By June 2020, it was clear that the pandemic wasn’t fading. With everyone stuck at home, the 100 Coaches community offered the perfect opportunity to beta test the LPR (which we’d introduced to them five months earlier, just before the lockdown) in a group setting.

I conscripted 50 members to commit to answering the six basic LPR questions and reporting their scores on a Zoom call every Saturday or Sunday morning for 10 weeks. I repeated my standard warning about effort-based self-monitoring: “It’s easy to understand. Very hard to stick with.” 

When successful people are challenged to grade themselves on effort and then must face their inadequacy in the simple act of trying to achieve a goal they chose, they often give up after two or three weeks. Mostly, though, they feel shame that they failed a test they had written. I expected 10 quitters in our fifty-person group, a 20% dropout rate. 

My coaching partner Mark Thompson and I hosted six one-hour back-to-back calls for eight people each weekend that summer. No one skipped out. Members of the group could choose a 9 a.m., 10:30 a.m., or noon slot on either Saturday or Sunday. Some stuck to the same slot, others switched around—which added a nonscientific wrinkle to my informal study. People weren’t accountable to the same group of people each week. People didn’t know who they’d be seeing on the call each week. My job was to ensure that everyone got to meet every other individual at least once. 

Ten weeks is long enough to provide some strong indicators of the value of the process. 

Everyone charted their weekly scores, so progress or regression was easy to gauge. Over 10 weeks, the members’ effort scores increased steadily. By week 10, people who had started out below 5 for effort were regularly placing themselves in the 8 to 10 range.
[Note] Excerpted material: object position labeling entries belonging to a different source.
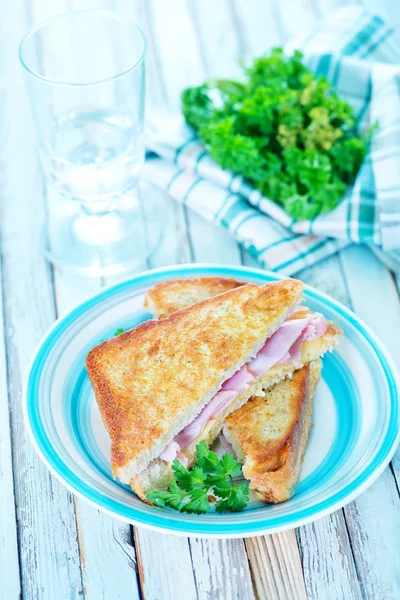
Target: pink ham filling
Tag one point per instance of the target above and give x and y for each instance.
(283, 346)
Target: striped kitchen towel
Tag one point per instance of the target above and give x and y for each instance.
(358, 53)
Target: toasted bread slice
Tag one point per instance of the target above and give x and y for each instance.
(172, 295)
(270, 434)
(152, 381)
(169, 296)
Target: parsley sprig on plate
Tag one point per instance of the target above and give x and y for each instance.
(284, 129)
(209, 481)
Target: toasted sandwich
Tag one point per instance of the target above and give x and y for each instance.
(269, 434)
(276, 422)
(168, 384)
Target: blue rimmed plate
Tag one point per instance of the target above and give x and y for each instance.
(356, 414)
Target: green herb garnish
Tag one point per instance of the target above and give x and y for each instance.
(285, 130)
(209, 481)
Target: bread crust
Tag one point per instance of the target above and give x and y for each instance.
(153, 380)
(273, 432)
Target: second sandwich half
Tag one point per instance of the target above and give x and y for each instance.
(167, 385)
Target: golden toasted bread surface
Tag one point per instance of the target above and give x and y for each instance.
(168, 296)
(272, 433)
(153, 380)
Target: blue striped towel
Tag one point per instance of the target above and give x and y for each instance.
(357, 52)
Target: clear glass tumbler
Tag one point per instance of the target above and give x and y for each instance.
(85, 74)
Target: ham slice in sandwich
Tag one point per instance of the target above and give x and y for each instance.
(296, 338)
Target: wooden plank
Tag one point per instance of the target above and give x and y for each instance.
(109, 567)
(165, 567)
(302, 15)
(257, 26)
(328, 564)
(219, 48)
(9, 569)
(48, 547)
(221, 570)
(106, 547)
(276, 566)
(373, 519)
(172, 32)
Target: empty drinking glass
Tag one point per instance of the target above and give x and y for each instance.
(85, 76)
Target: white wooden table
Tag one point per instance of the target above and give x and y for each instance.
(54, 546)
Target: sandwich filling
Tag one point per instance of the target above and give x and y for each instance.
(284, 346)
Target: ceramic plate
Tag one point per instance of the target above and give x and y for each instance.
(356, 414)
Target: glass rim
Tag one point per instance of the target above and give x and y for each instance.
(106, 13)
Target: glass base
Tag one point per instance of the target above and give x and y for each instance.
(107, 244)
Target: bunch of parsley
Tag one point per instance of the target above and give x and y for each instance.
(285, 130)
(209, 481)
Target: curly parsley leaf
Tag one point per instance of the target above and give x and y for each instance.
(188, 480)
(235, 501)
(206, 459)
(210, 478)
(228, 466)
(198, 502)
(284, 129)
(172, 499)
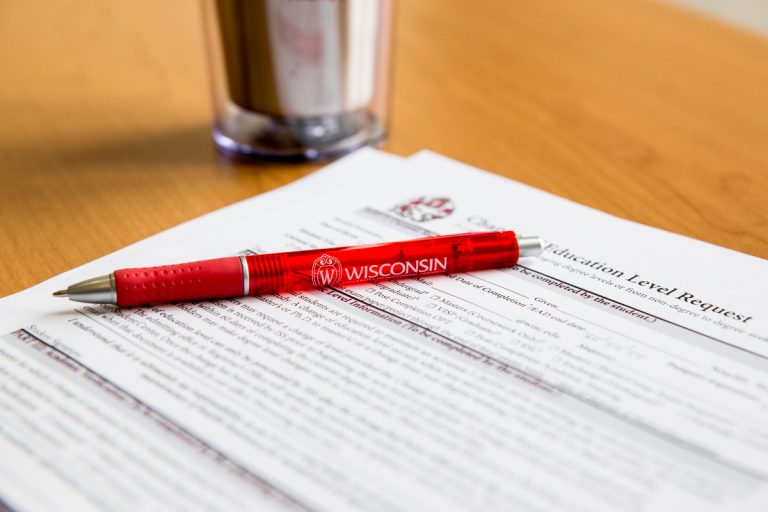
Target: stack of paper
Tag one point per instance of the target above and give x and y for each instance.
(626, 369)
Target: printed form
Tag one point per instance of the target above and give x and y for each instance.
(625, 369)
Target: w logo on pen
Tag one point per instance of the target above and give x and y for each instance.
(326, 271)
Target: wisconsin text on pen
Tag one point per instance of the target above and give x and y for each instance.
(260, 274)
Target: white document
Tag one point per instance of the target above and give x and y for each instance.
(626, 369)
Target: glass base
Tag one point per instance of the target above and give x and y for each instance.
(249, 136)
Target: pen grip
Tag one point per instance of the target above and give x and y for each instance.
(208, 279)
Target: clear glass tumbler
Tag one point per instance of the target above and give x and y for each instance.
(298, 79)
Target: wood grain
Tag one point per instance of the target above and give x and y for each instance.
(632, 107)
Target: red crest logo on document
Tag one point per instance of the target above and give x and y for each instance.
(326, 271)
(425, 208)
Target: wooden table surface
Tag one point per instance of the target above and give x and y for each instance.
(632, 107)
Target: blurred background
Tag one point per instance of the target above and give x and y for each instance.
(652, 111)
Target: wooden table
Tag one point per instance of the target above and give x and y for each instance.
(629, 106)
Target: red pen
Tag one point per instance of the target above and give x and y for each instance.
(260, 274)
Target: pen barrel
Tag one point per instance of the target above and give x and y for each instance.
(319, 268)
(207, 279)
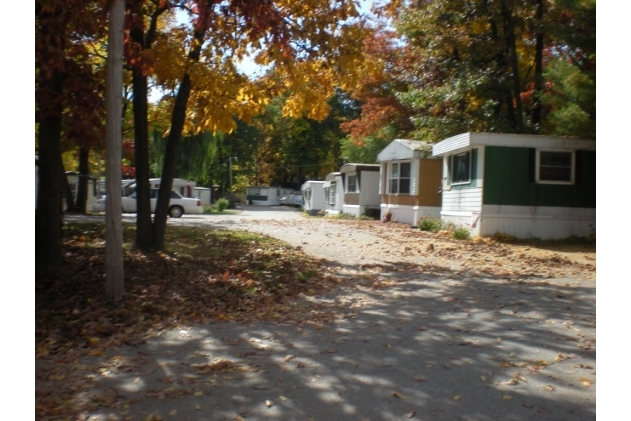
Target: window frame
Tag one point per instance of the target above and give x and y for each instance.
(355, 184)
(398, 177)
(469, 166)
(331, 193)
(572, 167)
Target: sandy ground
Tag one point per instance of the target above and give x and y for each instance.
(425, 328)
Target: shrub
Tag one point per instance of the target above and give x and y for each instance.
(343, 215)
(461, 233)
(222, 204)
(430, 224)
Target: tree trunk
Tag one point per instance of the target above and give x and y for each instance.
(82, 188)
(114, 280)
(536, 108)
(175, 136)
(141, 145)
(48, 216)
(509, 37)
(170, 158)
(144, 232)
(67, 192)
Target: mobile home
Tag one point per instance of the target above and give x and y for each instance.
(361, 188)
(334, 193)
(313, 196)
(522, 185)
(266, 195)
(410, 181)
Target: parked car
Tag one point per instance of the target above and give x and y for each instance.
(292, 199)
(178, 205)
(99, 205)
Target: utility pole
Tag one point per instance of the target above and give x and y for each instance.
(230, 170)
(114, 280)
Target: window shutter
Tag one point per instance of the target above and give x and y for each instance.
(532, 164)
(578, 168)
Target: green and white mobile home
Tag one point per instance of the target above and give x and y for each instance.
(521, 185)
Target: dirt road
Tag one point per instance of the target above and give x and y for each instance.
(428, 328)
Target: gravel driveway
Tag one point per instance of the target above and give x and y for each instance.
(419, 336)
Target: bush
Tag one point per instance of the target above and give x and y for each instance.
(430, 224)
(222, 204)
(343, 215)
(461, 233)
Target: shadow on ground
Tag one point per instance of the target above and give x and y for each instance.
(411, 342)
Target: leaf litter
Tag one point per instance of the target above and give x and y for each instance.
(211, 276)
My takeaway is that if you can get through the early weeks without giving up, some level of success is inevitable. Reviewing the scores each week in public adds accountability, to the group and to yourself. When you see you’re making steady gains, you’re less likely to accept regression to the lower depths again. 

This is the primary benefit of the LPR: In a matter of weeks, you’ll notice how brutally it forces you to confront the tough question, “What did I actually do this week to make progress on my goals?” Given our tendencies for superior planning but inferior doing, this is a question we prefer to avoid. The LPR removes that option. This is why participants’ scores start improving so quickly. The alternative—reporting poor scores for trying week after week—is too painful to deal with.